Bagi Khalil Abdul Karim, penulis Fatrah Takwîn fi Hayâti al-Shâdiq al-Amîn (Periode Kreatif dalam Kehidupan Muhammad) terbitan Dar Mishr al-Mahrusah, Cairo, tahun 2004, Khadijah adalah "arsitek" kenabian yang dibantu oleh "komunitas inteligensia Kristen". Mereka adalah Waraqah bin Naufal dan adiknya, Qatilah, seorang rahibah, serta saudara sepupu mereka, Ustman bin al-Huwairits, yang mengikuti aliran Kekristenan Bizantium (Melkitis) hingga diangkat menjadi kardinal.

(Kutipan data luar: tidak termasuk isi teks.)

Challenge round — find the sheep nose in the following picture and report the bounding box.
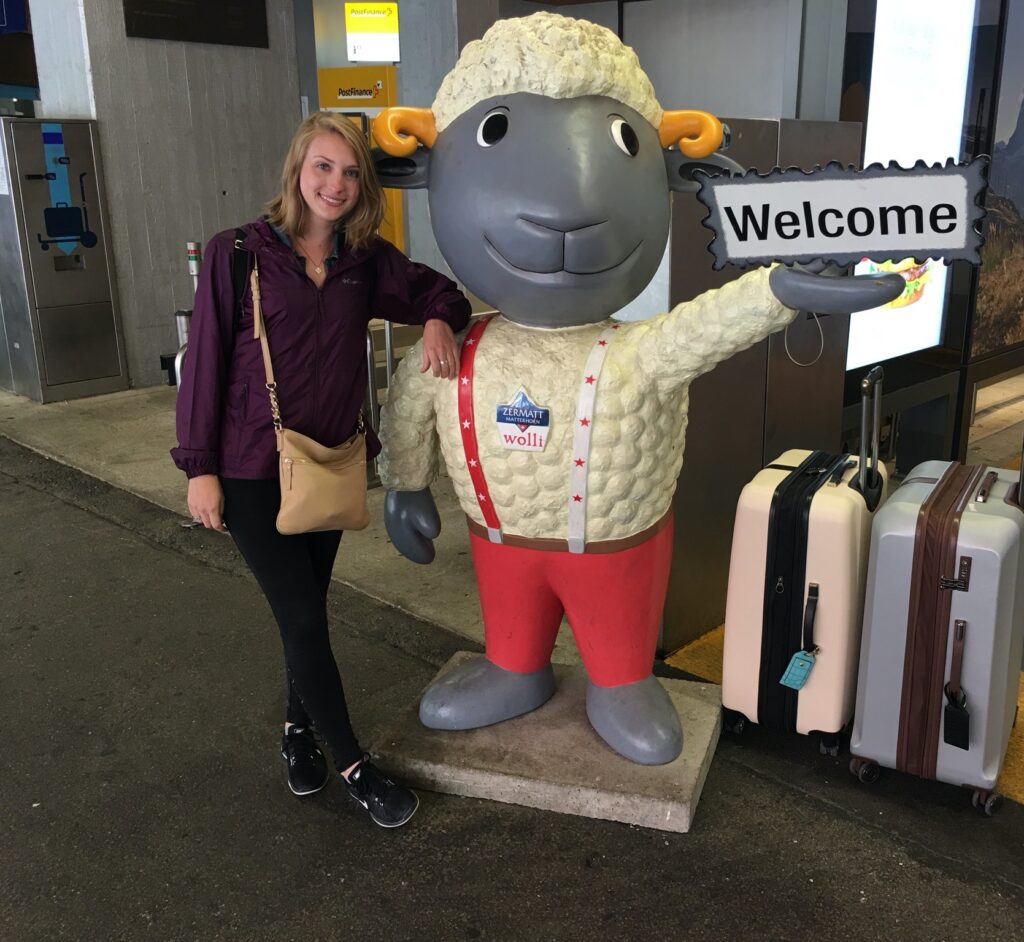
[563,220,638,275]
[490,216,568,273]
[486,216,635,275]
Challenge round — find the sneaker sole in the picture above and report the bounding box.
[352,791,420,828]
[281,750,331,797]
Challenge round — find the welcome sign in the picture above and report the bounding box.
[696,159,988,271]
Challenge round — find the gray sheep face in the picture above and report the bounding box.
[426,94,670,328]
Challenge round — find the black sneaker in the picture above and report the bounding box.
[344,756,419,828]
[280,726,330,797]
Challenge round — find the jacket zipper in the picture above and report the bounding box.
[312,286,322,429]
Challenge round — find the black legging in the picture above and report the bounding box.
[221,476,362,772]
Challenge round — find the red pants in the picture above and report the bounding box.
[469,517,674,687]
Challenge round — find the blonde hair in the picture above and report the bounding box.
[265,112,384,251]
[432,12,662,133]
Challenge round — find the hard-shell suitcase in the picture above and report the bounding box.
[849,453,1024,813]
[722,368,888,753]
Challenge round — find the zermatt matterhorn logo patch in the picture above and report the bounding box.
[496,388,550,452]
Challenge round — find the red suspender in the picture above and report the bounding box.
[458,316,502,542]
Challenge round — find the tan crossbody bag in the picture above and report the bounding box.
[249,258,370,535]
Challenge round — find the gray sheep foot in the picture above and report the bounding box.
[419,655,556,730]
[586,675,683,765]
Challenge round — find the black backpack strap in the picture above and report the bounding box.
[231,227,251,331]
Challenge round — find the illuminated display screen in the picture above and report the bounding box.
[845,0,977,370]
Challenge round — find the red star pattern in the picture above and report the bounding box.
[598,340,607,347]
[579,418,590,427]
[574,458,585,467]
[572,494,582,502]
[585,375,596,385]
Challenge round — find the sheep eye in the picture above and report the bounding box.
[610,118,639,157]
[477,110,509,147]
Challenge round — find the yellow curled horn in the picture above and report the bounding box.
[371,107,438,157]
[658,110,724,159]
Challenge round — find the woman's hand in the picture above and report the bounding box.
[187,474,226,531]
[420,319,460,380]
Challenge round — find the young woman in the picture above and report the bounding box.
[172,112,470,828]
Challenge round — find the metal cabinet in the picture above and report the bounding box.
[0,118,128,402]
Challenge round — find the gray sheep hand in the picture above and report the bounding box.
[769,262,905,315]
[385,488,441,564]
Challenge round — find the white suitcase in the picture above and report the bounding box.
[722,368,888,753]
[849,455,1024,813]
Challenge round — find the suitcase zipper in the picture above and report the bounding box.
[758,451,848,732]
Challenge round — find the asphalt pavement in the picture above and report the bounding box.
[2,435,1023,942]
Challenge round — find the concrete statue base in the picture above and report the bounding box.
[371,651,722,833]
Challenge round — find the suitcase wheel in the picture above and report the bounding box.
[722,708,746,736]
[849,757,880,784]
[971,789,1003,817]
[818,733,842,758]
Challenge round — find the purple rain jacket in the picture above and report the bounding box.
[171,218,471,480]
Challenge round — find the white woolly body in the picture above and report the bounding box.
[431,12,662,132]
[379,268,794,542]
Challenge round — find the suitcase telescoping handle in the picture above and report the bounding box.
[856,365,884,506]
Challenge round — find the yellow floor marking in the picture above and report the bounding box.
[666,628,1024,804]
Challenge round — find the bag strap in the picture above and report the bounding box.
[249,259,283,433]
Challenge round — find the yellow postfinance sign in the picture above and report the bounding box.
[344,3,400,62]
[317,65,396,109]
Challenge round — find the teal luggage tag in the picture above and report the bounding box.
[779,582,820,691]
[780,649,817,690]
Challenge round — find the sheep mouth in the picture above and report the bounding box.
[482,236,644,280]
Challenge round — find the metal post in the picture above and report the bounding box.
[186,241,202,293]
[365,331,381,486]
[173,241,202,385]
[384,321,395,387]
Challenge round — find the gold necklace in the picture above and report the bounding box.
[296,236,330,275]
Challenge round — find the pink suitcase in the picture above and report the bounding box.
[721,368,887,754]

Khadijah memiliki dua budak Kristen: Nashih yang jauh- jauh hari meminta tuannya menikah dengan Muhammad, dan Maisarah yang bertugas mengamati Muhammad dalam perniagaan ke Syam.

Selain dengan anggota keluarganya, Khadijah juga membangun korespondensi dengan beberapa pendeta: Adas di Taif, Buhaira di Bushra, Syam, dan Sirgius di Mekkah. Buku Khalil tadi merujuk pada sumber-sumber primer Sîrah Muhammad yang jarang disentuh, seperti Sîrah Ibn Ishaq, Ibn Sayyidi al-Nas, al-Halabiyah, al-Syamiyah, Târîkh al-Thabari, dan al-Ya’qubi.

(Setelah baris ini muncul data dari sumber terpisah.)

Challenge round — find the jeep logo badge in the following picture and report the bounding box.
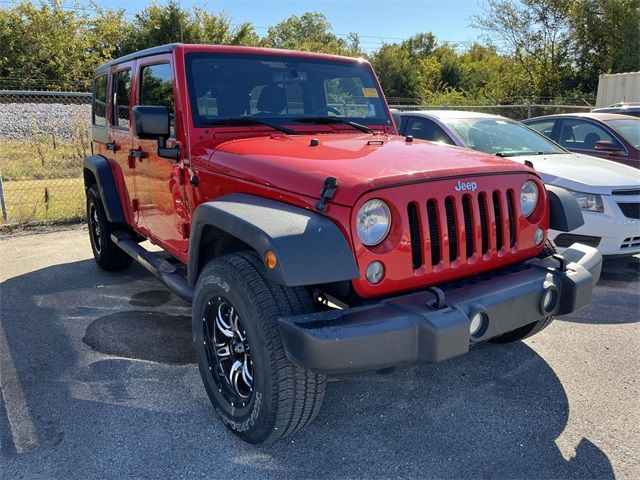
[454,180,478,192]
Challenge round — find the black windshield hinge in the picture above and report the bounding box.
[315,177,337,213]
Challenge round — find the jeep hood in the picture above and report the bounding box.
[506,152,640,194]
[206,134,533,205]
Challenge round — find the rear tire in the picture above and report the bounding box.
[192,251,326,443]
[86,185,132,271]
[491,239,558,343]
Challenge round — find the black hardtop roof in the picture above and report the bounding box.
[94,44,177,75]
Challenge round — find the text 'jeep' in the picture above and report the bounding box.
[84,44,602,443]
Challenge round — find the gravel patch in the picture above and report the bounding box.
[0,102,90,140]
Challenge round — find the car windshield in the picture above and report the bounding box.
[444,117,565,156]
[185,52,390,129]
[605,118,640,147]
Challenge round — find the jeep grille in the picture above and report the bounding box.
[408,189,518,270]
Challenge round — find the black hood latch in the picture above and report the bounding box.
[315,177,337,213]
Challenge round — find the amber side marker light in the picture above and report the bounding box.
[264,250,278,269]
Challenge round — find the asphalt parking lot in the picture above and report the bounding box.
[1,225,638,479]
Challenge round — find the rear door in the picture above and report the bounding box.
[133,58,189,253]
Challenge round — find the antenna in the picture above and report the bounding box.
[178,0,184,43]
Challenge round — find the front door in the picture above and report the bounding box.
[133,59,189,253]
[108,63,138,227]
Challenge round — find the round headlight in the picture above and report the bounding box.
[357,199,391,246]
[520,180,539,217]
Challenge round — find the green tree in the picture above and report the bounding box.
[369,43,423,99]
[472,0,574,99]
[400,32,437,58]
[194,10,259,46]
[264,12,360,55]
[0,0,126,90]
[570,0,640,93]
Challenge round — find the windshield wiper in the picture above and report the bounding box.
[292,116,374,134]
[201,117,298,135]
[495,151,558,157]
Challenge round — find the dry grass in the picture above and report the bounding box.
[0,120,89,181]
[0,119,89,226]
[0,177,85,225]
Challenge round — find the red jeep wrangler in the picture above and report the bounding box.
[84,43,602,443]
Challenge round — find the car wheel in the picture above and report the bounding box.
[86,185,132,271]
[193,251,326,443]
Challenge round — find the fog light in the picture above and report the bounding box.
[365,261,385,284]
[535,228,544,245]
[469,311,487,337]
[540,287,558,314]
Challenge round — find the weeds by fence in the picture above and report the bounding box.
[0,89,593,228]
[0,90,90,227]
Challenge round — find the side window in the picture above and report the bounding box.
[92,74,108,127]
[405,117,455,145]
[140,63,175,135]
[112,69,131,129]
[526,120,556,139]
[559,119,621,150]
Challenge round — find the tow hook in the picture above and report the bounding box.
[426,286,447,309]
[552,254,568,272]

Khadijah dan timnya telah mengamati Muhammad sejak lama. Dalam Sirah Ibn Katsir diriwayatkan Khadijah sudah dikabari oleh Nashih, budaknya, dan Pendeta Buhaira di Syam untuk menikah dengan Muhammad. Dikisahkan juga bahwa Qatilah telah menawarkan diri kepada Abdullah, ayah Muhammad, untuk dijadikan istri karena Abdullah memiliki "cahaya kenabian". Buhaira telah melihat Muhammad dua kali sebelum penetapan kenabian. Informasi ini menunjukkan bahwa komunitas itu mengamati keluarga Muhammad secara saksama.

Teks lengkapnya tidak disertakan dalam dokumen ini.